Ma subito davvero. Mica per la fretta delle riforme, né per garantire la famigerata stabilità. Né tantomeno per un bisogno spasmodico di moniti quirinalizi. No. Vorrei che qualcuno vada a sedersi il prima possibile su quella bella poltrona sul Colle più alto di Roma, perché c'è da (pre)occuparsi subito di questioni molto spinose. Come alcune richieste di grazia, per esempio. La notizia di questi giorni è che ne sia arrivata una firmata Salvatore, detto Totò, Cuffaro. Anche se in realtà la richiesta sarebbe partita l'anno scorso dalla madre dell'ex presidente della Regione Siciliana ormai da quattro anni a Rebibbia per favoreggiamento alla mafia.
Gli restano in teoria tre anni di carcere – nella pratica tra meno di un anno uscirà per i benefici di legge – e ha già fallito la carta dell'affidamento ai servizi sociali (a ottobre 2013: la Cassazione disse di no). Ora la via della grazia, dalla quale però, affettuosamente e rispettosamente nei confronti della mamma, Totò si dissocia. «Disobbedisco», ha detto.
Sarebbe stato comunque interessante l'iter della grazia. La posizione di Totò, infatti, andrebbe infatti nuovamente al vaglio della procura generale di Palermo, il distretto giudiziario nel quale fu promulgata quella condanna, definitiva dal 22 gennaio 2011. Quindi passerebbe per le mani del procuratore Roberto Scarpinato. Tuttavia c'è un'altra indagine a carico di Cuffaro ancora in corso, quella per truffa aggravata e corruzione nel caso dei contratti stipulati tra la Regione e la banca giapponese Nomura. Si parla del 2003, l'accusa è di aver fatto "finanza creativa" con un danno erariale di 175 milioni per le casse siciliane.
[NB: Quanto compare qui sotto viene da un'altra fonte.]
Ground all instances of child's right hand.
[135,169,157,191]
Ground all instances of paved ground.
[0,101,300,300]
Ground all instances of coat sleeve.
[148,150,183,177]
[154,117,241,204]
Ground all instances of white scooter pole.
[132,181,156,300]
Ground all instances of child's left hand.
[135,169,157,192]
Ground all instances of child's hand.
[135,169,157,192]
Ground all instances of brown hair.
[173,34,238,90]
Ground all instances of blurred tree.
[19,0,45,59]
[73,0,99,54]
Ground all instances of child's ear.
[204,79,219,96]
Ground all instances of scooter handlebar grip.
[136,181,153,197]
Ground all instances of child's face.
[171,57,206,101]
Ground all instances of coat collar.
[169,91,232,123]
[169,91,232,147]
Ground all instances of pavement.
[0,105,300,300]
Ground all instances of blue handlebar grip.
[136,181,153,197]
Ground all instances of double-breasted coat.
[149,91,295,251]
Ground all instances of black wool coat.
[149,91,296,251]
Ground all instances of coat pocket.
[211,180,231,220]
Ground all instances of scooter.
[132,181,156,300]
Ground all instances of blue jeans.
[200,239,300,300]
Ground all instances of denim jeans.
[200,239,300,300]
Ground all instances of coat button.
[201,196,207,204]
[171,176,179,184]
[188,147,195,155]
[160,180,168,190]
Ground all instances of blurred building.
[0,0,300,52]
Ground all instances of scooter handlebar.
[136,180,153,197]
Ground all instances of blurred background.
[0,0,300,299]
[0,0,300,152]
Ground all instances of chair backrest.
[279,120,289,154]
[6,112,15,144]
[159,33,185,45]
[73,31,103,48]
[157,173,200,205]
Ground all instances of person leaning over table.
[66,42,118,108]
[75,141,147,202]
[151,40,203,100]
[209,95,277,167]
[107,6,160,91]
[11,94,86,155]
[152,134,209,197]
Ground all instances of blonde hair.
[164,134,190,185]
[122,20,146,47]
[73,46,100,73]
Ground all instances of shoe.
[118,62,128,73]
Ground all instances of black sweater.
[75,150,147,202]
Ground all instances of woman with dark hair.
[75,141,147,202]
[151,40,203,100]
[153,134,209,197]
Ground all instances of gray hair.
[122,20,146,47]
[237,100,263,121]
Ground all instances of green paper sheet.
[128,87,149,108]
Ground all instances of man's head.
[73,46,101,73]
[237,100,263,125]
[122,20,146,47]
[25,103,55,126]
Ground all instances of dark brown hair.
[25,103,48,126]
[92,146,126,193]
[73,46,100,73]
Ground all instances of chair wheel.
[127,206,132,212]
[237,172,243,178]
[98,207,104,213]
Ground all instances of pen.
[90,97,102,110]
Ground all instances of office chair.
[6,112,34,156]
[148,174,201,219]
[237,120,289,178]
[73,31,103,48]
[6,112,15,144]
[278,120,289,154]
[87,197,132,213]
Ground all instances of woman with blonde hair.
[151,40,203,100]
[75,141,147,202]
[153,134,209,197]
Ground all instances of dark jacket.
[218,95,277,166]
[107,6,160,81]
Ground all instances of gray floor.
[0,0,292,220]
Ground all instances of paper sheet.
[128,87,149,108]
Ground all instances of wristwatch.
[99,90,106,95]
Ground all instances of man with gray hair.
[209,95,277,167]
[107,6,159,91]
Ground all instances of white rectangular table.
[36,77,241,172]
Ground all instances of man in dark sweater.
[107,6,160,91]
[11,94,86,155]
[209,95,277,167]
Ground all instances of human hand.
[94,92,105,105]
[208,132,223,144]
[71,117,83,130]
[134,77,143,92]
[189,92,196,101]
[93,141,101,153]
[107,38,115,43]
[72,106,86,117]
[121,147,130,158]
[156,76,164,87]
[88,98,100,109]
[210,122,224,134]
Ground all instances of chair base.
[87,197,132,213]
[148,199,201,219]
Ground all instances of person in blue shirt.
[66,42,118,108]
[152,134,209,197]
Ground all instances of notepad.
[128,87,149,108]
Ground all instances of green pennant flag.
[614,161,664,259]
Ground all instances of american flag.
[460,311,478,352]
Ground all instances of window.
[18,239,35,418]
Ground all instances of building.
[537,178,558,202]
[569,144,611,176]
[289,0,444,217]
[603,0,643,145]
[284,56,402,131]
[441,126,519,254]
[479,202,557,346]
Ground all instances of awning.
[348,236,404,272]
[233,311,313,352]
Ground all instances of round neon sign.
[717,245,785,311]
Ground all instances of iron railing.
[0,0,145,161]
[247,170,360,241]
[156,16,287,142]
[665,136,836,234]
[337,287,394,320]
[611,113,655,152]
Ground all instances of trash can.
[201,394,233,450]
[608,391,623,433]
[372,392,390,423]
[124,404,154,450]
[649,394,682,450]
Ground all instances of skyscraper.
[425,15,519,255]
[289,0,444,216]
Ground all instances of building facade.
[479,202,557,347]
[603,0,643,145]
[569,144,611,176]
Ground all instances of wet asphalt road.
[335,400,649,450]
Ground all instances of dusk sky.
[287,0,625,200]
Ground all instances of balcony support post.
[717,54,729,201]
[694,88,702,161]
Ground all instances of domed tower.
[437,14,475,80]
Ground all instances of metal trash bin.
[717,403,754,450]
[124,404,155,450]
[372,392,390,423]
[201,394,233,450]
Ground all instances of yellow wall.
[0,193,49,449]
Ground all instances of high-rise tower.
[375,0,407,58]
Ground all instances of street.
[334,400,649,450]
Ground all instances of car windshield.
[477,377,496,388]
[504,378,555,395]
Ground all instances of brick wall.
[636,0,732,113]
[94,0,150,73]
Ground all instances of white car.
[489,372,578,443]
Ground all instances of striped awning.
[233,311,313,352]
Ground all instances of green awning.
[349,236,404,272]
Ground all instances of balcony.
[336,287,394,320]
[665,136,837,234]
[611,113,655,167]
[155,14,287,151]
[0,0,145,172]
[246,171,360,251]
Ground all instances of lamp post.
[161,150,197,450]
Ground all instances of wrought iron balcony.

Nonostante gli sconti per buona condotta (si dice che sia un detenuto modello), Cuffaro dovrebbe dunque restare a Rebibbia. Ma il problema vero è un altro, e qui si torna al punto iniziale, l'urgenza di un presidente. Perché io, onestamente, non me lo immaginerei il presidente reggente a esaminare la richiesta di Cuffaro. Il presidente reggente, vale a dire Pietro Grasso, lo stesso Pietro Grasso, non un omonimo, che lo fece condannare per favoreggiamento aggravato. Poi si parla di conflitto d'interessi... E se salisse proprio lui al Quirinale? Cosa potrebbe dire Totò? Ma mi faccia il piacere!